La procura aveva chiesto in primo grado una pena di 9 anni, ma la sentenza ha invece riconosciuto la scriminante della legittima difesa e, di conseguenza, ha assolto la donna. Contro la sentenza il Pm ha presentato ricorso in appello, evidenziando una dinamica dei fatti ancora da chiarire nei dettagli (anche perché il racconto è stato ritenuto a tratti confuso ed errato), ma soprattutto evidenziando che la Rossetto sarebbe “andata ben oltre una possibile difesa. L’unico colpo che ha sferrato è stato solo rivolto alla parte più delicata del corpo: al cuore, ma con una forza non comune sufficiente a penetrare tra le costole che non sarebbe stata necessaria laddove il colpo fosse stato diretto verso altre parti”. La procura osserva che “Un fendente di quella forza al cuore, uccide. Questo giudizio avrebbe potuto essere formulato anche da un adolescente o da un bambino. È un dato notorio che prescinde dal livello di alfabetizzazione di una persona o dalla sua condizione psicologica”.
Motivazioni sconcertanti
Ovviamente non possiamo permetterci di entrare nel merito della ricostruzione processuale della vicenda, che nel momento in cui dovesse presentare aspetti da chiarire, sarà giustamente in un’aula di tribunale che dovrà essere definitivamente portata alla luce. Ciò su cui ci soffermiamo sono le parole con le quali la procura entra nello specifico dell’azione difensiva, cioè di quel fatidico fendente al cuore vibrato dalla donna, in una situazione nella quale evidentemente temeva per la propria vita e, altrettanto evidentemente, si trovava in uno stato di forte alterazione emotiva.

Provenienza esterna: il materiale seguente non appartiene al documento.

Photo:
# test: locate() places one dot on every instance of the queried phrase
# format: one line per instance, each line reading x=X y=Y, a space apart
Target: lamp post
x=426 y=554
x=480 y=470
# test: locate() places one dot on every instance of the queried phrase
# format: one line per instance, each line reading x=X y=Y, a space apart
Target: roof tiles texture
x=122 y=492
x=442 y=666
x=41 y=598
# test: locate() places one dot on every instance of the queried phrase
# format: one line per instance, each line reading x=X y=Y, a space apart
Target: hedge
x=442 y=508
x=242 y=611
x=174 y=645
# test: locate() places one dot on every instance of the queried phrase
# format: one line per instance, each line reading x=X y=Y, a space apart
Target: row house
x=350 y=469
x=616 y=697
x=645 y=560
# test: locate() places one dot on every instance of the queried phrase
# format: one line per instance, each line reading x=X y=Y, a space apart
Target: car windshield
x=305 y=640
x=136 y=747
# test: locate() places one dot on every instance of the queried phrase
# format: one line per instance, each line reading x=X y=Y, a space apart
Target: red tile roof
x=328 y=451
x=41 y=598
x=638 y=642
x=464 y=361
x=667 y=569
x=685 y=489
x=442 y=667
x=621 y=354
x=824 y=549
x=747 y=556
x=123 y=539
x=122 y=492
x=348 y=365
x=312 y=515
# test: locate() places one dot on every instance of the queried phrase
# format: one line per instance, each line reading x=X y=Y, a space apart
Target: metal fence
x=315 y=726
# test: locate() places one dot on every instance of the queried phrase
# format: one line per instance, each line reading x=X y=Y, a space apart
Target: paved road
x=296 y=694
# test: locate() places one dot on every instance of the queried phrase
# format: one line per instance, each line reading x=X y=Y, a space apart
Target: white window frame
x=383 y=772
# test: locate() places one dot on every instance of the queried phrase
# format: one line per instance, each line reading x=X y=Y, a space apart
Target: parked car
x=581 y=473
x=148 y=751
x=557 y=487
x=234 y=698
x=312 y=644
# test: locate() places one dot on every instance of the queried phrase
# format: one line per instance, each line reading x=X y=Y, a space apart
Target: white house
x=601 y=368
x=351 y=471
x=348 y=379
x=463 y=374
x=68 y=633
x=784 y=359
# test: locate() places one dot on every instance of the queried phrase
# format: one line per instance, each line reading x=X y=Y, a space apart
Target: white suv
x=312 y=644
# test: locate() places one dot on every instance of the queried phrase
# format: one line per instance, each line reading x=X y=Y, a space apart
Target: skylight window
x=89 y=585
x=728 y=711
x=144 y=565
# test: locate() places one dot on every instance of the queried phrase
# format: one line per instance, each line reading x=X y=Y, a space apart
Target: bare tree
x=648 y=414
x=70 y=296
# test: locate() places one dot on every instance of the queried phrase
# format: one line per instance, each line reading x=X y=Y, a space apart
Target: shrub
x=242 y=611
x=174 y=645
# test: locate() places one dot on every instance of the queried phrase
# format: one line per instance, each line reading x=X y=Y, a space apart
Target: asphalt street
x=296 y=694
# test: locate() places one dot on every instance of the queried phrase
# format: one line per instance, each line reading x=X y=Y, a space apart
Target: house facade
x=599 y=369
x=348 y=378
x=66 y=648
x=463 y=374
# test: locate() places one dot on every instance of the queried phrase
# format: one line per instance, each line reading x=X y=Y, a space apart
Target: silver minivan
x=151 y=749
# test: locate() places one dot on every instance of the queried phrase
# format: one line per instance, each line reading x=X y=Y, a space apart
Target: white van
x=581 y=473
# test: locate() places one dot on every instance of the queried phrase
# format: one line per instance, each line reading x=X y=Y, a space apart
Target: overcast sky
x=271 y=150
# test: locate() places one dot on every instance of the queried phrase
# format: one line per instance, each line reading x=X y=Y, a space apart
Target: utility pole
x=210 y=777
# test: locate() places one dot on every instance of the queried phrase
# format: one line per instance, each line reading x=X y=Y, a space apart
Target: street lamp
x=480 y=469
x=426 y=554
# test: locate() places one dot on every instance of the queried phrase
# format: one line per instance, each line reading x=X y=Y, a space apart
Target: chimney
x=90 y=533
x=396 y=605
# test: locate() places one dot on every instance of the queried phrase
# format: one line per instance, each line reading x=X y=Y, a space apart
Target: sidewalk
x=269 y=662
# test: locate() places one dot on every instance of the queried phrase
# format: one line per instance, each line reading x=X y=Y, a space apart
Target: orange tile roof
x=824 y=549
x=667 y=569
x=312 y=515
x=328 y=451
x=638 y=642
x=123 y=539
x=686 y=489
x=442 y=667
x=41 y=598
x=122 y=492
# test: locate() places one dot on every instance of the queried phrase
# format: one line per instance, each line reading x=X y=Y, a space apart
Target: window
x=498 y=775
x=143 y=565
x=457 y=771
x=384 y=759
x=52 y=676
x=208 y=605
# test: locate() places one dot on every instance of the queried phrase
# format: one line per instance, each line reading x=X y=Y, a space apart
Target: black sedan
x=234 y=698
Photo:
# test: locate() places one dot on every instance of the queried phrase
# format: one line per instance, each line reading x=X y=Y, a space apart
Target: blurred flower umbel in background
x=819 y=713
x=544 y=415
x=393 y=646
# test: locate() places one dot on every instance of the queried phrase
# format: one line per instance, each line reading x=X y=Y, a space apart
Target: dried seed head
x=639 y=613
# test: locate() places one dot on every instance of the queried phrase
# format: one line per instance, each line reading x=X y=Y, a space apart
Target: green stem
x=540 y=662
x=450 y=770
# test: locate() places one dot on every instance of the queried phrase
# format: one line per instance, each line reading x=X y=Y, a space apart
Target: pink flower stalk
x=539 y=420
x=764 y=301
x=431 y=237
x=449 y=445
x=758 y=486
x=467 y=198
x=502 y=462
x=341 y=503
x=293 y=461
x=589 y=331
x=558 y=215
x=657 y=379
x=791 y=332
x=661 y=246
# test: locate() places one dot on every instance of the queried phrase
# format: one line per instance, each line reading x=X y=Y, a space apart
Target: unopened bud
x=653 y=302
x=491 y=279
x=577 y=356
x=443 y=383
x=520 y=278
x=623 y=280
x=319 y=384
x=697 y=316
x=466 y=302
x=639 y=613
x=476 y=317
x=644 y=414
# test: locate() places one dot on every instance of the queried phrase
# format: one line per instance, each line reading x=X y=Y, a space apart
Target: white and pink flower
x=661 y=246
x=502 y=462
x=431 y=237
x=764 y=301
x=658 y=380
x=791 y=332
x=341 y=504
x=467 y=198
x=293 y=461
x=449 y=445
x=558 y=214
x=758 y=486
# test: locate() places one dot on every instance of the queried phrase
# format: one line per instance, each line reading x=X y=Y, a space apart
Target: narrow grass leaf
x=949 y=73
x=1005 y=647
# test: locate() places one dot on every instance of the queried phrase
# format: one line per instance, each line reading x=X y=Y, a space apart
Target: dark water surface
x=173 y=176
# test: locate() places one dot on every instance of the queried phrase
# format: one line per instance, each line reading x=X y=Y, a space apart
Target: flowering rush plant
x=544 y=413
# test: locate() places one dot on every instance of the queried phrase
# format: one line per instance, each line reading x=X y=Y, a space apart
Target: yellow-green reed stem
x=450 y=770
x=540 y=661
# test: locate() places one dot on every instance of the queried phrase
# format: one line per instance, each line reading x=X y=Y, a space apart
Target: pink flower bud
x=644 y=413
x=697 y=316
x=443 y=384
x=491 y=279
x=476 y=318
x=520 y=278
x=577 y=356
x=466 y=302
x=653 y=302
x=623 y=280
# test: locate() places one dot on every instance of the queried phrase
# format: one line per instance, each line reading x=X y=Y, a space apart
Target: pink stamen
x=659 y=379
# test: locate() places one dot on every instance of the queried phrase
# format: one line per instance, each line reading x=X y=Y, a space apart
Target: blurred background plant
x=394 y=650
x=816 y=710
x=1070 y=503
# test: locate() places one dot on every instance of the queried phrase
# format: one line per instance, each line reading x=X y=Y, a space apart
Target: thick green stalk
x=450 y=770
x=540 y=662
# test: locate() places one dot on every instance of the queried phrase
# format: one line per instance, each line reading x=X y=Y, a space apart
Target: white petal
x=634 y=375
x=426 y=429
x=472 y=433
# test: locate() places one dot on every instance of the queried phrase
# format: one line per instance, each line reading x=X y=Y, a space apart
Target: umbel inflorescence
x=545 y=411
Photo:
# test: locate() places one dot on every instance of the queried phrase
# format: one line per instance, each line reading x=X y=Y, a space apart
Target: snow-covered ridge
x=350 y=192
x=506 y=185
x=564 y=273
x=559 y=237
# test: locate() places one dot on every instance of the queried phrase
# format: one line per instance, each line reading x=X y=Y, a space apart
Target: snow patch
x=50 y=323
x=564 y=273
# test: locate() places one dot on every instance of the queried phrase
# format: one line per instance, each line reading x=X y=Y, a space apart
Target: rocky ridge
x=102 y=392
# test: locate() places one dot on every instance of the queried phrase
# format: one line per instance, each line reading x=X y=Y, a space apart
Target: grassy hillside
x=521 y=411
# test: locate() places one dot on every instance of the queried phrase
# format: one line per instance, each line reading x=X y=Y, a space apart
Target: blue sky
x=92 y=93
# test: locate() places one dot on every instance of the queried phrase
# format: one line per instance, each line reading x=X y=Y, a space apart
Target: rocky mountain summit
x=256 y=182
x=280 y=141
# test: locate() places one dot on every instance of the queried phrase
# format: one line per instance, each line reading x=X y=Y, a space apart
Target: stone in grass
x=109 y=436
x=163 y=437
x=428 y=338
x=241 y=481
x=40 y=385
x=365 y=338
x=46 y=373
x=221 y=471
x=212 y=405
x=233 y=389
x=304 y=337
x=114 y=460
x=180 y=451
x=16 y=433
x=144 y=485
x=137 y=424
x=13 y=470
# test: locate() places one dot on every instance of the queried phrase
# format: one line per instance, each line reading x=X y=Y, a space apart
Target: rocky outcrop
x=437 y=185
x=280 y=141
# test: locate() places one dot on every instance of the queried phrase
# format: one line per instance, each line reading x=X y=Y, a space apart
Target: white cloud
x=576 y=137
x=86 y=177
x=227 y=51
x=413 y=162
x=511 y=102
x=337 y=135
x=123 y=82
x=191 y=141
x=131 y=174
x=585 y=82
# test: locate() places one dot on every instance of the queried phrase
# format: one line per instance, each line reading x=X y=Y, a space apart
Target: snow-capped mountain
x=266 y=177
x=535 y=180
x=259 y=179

Ciò che lascia allibiti e preoccupa non poco, è l’atteggiamento di fondo della procura, secondo la quale anche in un simile frangente, nel quale al soggetto minacciato restano frazioni di secondo per reagire, in modo primordiale, alla minaccia concreta al proprio istinto naturale di conservazione, debba restare comunque la freddezza, la lucidità, di calcolare la forza e il punto nel quale eventualmente vibrare il colpo per far cessare la minaccia all’incolumità personale che è in evidente atto. Valutazioni che vengono svolte nella quiete di un ufficio, lontani dalla vicenda, in un contesto protetto e tutelato (il tribunale), completamente avulso dalla drammaticità del momento. Hai colpito al cuore? Male, avresti dovuto colpire alle braccia o alle gambe. Colpisci alle gambe e recidi l’arteria femorale? Male, avresti dovuto avere cognizione precisa dell’anatomia umana e orientare diversamente la lama. Hai fatto bianco? Avresti dovuto fare nero. Hai fatto nero? Avresti dovuto fare bianco. E così via.
La donna è senz’altro colpevole d’omicidio, perché ha colpito e il colpo è risultato mortale. Non sappiamo se la sua ricostruzione dei fatti sarà ritenuta veritiera fino alla conclusione dell’iter processuale e se, quindi, sia meritevole di rientrare nella scriminante della legittima difesa oppure no. Esclusivamente per quanto riguarda le osservazioni sull’azione difensiva in sé, non possiamo, tuttavia, fare a meno di ricordare ai magistrati quanto già i latini, nella loro saggezza, avevano chiarito con un brocardo rimasto leggendario ma, evidentemente, sul quale nei nostri tempi è calato l’oblio: “adgreditus non habet staderam in manu”, cioè “colui che è aggredito non ha in mano il bilancino”, per pesare con precisione la propria reazione.
In tempi nei quali il protagonista drammatico delle cronache, con cadenza ormai quotidiana, è il femminicidio, le motivazioni per questo appello suonano come uno schiaffo in faccia, l’ennesimo, al concetto di legittima difesa in sé e per sé, in particolare per il soggetto tradizionalmente più debole, ovvero la donna.